Weeks after the long-time mayor of Laval was hauled away in handcuffs after resigning in disgrace, his replacement is being implicated in a scheme to disguise illegal political financing.
Jean Bertrand, the official agent for the party that ruled the Quebec town for decades, says Laval Mayor Alexandre Duplessis joined nearly every other city councillor in accepting cash reimbursements from engineering companies. The councillors or their family members would then write their own cheques to parties to give the donations the appearance of legitimacy. Corporations are banned from making political donations.
Mr. Bertrand, who is facing criminal charges for fraud and corruption, said as much as $60,000 a year in donations was disguised from 1995 to 2010. The scheme started before that period, he testified Thursday before the Charbonneau commission, but previous years are beyond the mandate of the inquiry examining political corruption involving the province's construction industry.
After months of testimony that has revealed the astonishing depth and breadth of corruption in municipal politics in the Montreal area, Mr. Bertrand revealed a new level. The inundation was so complete that nearly every player in Laval municipal politics over the past 25-plus years helped disguise illegal donation schemes while cashing in on juicy tax breaks for the donations, he said.
"I would tell them it was illegal. They knew it was illegal," he said, adding that the councillors went ahead anyway. He could only list three councillors who did not take part in the scheme over 15 years. Laval city council seats 21 representatives in addition to the mayor.
Mr. Duplessis, who was named mayor by his fellow councillors on Nov. 23, 2012, launched a legal action last week to try to adjourn the Charbonneau commission. Earlier this month, the mayor's office was raided – now a monthly occurrence at Laval City Hall.
Mr. Duplessis, who planned to run in the fall election, issued a statement late Thursday afternoon saying he is co-operating with police investigators and will make no further statement.
"It's unbelievable. This is very serious, and what's worse is that these people are running in the next election," said Robert Bordeleau, the leader of Laval's unelected opposition, the Parti au Service du Citoyen, which he founded in 2006 to denounce corruption.
"If they had any honour, they would all resign."
Gilles Vaillancourt, who resigned last fall after 23 years as mayor and is facing criminal prosecution for a host of other kickback, bribery and illegal financing schemes, did not take part in this one, Mr. Bertrand said. But, he added, Mr. Vaillancourt knew about it. "Not much happened that he didn't know about."
Mr. Bertrand said the fundraising practice was not unique to municipal politics or his party, the PRO des Lavallois. The long-time Parti Québécois activist said he has a "friend in the PQ who did it in industrial quantities."

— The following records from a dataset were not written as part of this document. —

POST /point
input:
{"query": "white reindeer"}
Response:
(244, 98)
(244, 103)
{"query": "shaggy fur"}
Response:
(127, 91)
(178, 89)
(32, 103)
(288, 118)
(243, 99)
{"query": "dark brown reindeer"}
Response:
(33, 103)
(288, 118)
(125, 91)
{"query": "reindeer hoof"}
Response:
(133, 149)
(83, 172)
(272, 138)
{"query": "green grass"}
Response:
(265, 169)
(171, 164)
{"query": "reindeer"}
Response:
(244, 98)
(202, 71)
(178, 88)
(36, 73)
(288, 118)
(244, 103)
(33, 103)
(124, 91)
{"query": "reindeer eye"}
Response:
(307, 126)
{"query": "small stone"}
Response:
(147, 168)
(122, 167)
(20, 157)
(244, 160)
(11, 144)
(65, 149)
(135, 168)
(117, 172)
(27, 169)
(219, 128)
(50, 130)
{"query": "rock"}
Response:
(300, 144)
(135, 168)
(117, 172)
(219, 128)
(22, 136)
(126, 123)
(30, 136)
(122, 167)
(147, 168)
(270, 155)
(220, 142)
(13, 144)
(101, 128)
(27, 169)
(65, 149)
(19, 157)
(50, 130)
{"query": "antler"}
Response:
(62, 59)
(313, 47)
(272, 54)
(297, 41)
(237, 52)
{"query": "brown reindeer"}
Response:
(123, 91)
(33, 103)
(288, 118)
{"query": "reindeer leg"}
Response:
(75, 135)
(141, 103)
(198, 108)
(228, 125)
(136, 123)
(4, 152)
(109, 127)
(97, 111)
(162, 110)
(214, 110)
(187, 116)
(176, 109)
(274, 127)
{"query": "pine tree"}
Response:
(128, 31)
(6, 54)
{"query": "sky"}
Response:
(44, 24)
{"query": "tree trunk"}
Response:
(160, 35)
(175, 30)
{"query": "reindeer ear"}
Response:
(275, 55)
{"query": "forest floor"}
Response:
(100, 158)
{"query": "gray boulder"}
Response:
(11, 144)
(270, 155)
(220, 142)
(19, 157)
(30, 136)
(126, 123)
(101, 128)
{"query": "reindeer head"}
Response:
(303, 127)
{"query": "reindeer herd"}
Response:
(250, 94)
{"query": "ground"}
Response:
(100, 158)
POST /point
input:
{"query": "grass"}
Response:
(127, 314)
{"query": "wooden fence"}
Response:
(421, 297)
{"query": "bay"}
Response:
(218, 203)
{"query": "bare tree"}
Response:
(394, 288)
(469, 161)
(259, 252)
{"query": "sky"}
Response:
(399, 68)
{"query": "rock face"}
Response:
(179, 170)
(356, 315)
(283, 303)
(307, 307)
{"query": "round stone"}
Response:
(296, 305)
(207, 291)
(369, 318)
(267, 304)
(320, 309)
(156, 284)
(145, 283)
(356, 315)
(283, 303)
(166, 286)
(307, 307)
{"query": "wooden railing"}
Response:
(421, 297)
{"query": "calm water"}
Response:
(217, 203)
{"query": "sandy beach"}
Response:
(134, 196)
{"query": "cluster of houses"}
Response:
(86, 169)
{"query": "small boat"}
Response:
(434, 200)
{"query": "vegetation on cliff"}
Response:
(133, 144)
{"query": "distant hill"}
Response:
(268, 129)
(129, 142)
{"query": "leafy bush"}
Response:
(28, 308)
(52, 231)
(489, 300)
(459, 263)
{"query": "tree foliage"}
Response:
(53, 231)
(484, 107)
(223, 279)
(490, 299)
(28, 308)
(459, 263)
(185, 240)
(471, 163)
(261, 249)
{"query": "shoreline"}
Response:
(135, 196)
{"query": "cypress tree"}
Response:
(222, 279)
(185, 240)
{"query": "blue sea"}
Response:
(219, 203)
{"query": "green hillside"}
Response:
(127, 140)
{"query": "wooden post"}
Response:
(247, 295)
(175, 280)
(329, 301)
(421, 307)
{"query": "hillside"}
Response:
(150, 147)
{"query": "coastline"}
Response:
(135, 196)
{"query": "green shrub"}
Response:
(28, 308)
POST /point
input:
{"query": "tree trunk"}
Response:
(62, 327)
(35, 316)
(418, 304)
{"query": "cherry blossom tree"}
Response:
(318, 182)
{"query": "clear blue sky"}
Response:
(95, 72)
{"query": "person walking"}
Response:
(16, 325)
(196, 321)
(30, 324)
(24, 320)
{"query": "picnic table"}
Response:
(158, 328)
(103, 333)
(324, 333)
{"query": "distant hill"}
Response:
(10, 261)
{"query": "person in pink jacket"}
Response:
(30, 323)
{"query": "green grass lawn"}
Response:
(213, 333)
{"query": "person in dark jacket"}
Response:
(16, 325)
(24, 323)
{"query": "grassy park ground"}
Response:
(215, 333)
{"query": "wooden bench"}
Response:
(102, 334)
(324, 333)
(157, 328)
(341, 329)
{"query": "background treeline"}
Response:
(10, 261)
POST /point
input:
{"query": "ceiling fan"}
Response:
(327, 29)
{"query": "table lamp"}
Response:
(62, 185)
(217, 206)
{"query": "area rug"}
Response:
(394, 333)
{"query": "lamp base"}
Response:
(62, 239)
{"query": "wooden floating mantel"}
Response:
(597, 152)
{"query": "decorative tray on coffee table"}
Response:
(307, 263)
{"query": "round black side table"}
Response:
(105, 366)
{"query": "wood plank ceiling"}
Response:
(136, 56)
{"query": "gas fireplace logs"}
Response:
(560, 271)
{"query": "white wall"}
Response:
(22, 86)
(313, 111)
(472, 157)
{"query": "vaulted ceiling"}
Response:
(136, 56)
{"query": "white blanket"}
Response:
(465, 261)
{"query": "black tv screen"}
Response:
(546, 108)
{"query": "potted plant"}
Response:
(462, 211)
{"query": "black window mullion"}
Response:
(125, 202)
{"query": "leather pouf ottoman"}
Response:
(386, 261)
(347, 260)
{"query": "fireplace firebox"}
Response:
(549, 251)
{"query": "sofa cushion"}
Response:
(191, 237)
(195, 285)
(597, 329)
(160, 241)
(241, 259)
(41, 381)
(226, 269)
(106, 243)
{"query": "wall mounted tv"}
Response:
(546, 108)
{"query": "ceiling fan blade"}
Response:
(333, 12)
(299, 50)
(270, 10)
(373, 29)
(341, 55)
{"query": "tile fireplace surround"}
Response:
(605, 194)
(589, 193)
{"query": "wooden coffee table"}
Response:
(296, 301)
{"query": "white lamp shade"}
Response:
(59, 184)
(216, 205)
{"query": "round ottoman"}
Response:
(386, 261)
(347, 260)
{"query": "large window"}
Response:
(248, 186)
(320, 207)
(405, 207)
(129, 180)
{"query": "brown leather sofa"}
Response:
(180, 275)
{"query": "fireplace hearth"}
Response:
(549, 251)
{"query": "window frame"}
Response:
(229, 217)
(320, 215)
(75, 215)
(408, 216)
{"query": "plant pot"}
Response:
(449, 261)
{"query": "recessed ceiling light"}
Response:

Liberals have also been implicated in shady financing that used money from construction companies and included the practice of straw-men donations.
Mr. Bertrand took pains to describe the local politicians who took part in the scheme as "honest people, good people," but he explained that corrupt financing schemes were part of doing politics in Quebec.
The Charbonneau commission resumes hearing evidence on June 10.